With its faintly hippie-chic feel - especially when fringed, as it was at Mulberry, French Connection and Ashish - it also feeds into the 1970s vibe, which is another of the huge trends for spring.
Savvy JC readers, of course, know that "hot" in this context doesn't relate to heating properties of suede or leather. In fact, as totally natural materials with lots of breathability, leather and suede are actually unexpectedly cool and comfortable to wear in warm weather, especially when unlined, which they mostly are for spring and summer.
Another factor to make us swoon with delight, are the stunning colours in which leather and suede have arrived in the shops for spring. There are sublimely flattering, low-key naturals like sand, latté, nude and camel, or vibrant, deeply non-natural shades like electric blue and sizzling fuchsia which catch the colour-pop vibe. And of course there are the deliciously sensuous, tactile qualities of skin, which make it so appealing to wear at any time of the year. The slight downside is the fact that skin will, rather irritatingly, "seat" with wear. So don't wear it for work unless you can access your keyboard standing up, and be prepared to stay sober and full-of-energy all summer as there'll be no sitting at parties for suede wearers.
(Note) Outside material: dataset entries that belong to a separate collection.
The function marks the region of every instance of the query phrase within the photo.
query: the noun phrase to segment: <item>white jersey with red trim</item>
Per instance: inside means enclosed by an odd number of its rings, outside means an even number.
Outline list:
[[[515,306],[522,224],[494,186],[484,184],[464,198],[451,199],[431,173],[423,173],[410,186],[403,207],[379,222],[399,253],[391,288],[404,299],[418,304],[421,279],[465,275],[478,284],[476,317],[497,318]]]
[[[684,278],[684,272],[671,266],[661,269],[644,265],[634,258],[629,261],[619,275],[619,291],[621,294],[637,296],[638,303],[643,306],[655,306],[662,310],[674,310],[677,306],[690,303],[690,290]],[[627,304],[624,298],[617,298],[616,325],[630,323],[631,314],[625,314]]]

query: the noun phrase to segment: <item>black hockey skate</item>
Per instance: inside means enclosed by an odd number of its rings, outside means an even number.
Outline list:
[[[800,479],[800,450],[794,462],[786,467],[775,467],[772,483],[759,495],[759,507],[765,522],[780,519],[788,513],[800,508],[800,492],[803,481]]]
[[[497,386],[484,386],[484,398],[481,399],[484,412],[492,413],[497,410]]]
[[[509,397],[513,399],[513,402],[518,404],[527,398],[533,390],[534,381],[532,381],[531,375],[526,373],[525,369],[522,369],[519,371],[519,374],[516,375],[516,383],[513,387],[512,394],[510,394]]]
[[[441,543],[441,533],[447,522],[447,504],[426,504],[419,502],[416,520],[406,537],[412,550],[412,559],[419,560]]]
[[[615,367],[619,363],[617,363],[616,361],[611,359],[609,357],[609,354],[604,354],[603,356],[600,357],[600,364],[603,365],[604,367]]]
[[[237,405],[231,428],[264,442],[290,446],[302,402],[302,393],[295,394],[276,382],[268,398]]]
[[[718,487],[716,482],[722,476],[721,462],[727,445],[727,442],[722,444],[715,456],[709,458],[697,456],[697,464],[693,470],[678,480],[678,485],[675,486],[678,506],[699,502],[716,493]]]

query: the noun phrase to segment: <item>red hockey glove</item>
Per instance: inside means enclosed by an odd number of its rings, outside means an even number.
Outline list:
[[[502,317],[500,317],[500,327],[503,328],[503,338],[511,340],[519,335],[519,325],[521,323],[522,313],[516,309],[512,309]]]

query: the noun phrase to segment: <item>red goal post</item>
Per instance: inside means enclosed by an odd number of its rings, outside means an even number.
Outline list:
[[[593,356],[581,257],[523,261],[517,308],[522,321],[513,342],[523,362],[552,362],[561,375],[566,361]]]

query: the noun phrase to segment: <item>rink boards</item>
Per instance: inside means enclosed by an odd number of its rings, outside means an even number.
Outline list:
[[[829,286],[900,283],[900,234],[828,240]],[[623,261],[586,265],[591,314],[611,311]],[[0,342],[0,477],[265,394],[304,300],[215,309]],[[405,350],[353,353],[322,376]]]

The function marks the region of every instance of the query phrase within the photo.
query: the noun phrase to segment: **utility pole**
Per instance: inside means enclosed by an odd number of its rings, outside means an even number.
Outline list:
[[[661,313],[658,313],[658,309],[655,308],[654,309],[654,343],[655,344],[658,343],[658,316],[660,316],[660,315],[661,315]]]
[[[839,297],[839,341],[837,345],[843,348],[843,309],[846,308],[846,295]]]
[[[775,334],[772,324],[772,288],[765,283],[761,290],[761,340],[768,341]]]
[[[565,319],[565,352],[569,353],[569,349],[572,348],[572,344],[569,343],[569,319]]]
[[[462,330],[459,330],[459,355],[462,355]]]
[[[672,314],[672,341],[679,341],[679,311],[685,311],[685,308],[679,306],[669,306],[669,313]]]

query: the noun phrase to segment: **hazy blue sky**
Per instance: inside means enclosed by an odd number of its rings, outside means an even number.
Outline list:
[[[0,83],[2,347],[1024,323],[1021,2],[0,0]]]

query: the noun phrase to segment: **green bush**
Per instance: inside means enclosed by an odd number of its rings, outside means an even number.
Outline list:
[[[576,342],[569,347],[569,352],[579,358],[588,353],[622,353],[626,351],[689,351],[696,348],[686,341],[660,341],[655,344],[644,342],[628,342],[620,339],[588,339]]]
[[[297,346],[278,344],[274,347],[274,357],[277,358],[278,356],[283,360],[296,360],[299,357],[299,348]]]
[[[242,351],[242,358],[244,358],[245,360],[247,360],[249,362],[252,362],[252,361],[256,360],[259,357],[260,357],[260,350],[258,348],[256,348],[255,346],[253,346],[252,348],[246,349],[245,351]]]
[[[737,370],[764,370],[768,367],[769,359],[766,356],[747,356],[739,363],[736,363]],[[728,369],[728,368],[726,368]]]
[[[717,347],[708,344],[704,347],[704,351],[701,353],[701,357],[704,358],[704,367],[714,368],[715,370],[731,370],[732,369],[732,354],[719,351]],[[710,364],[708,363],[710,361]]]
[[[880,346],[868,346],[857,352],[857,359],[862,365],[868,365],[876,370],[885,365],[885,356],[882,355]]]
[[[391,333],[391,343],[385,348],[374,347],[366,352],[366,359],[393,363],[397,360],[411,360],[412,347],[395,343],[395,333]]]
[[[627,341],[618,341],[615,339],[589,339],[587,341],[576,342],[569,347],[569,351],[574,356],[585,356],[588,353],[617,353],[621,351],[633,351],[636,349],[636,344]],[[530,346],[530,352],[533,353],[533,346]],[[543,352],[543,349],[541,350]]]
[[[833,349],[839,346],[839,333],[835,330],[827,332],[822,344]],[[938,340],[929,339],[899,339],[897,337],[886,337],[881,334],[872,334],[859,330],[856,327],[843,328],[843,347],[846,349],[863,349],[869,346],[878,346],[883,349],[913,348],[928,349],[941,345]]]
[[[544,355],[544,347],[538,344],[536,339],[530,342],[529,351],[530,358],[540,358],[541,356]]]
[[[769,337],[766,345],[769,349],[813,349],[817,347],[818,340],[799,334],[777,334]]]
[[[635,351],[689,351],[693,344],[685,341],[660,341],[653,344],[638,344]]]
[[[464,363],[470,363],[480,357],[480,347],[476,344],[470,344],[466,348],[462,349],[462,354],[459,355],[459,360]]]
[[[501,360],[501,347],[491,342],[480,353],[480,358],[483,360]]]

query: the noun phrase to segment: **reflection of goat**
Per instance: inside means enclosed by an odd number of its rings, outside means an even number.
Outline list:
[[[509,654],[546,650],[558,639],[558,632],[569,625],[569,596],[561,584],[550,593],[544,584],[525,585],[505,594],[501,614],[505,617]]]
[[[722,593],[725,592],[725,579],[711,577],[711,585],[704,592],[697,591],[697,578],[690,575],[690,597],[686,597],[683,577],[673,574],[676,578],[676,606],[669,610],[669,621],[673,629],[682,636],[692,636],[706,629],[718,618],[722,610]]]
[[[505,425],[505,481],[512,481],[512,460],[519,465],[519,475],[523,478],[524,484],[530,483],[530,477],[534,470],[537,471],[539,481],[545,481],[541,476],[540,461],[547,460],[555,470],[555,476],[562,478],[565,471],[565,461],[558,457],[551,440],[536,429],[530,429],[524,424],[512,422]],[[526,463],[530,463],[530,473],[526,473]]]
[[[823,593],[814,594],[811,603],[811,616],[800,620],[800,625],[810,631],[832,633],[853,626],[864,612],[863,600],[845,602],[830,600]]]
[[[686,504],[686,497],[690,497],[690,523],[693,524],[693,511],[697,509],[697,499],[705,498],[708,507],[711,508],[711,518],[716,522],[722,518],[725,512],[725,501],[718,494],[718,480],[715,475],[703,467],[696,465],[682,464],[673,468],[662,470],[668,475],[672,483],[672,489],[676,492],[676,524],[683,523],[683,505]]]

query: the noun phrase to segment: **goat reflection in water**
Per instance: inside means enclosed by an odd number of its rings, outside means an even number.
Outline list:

Not unexpectedly, the quality and origin of the skin will determine how a suede or leather garment feels to the touch and how long it will retain its gorgeous looks. Lamb, sheep and chamois skin are all soft, supple and lightweight, making them the most desirable skins. We all know, of course, that a high street leather vest top or dress - however fabulously styled - will not feel as soft and sensuous, or last as long as a suede dress by Balenciaga. But then again, since there is a price differential of, roughly, the GNP of a small Caribbean island, your expectations are probably lower with the high street garment. And, in any case, however much we all say we want "investment" pieces, a suede vest or leather dress is probably the kind of one-season-wonder item we are prepared to make an exception for.
Wallis, which did last summer's most desirable leather top, seems to have skipped the skin trend this year, but the rest of the high street has plenty to offer: Warehouse has a particularly desirable, slouchy, Celin-esque tunic dress; M&S has a stunning nude-colour leather shift with laser cut-outs, and Ted Baker has a brilliant shift in nude with hem to neck zips.
There are good leather shorts at French Connection, which has a well-cut, black pair long enough to avoid that unwelcome lederhosen vibe, and at Topshop, which has good shorts at around £65, as well as a covetable short-sleeve leather T-shirt that punches well above its £45 price-tag.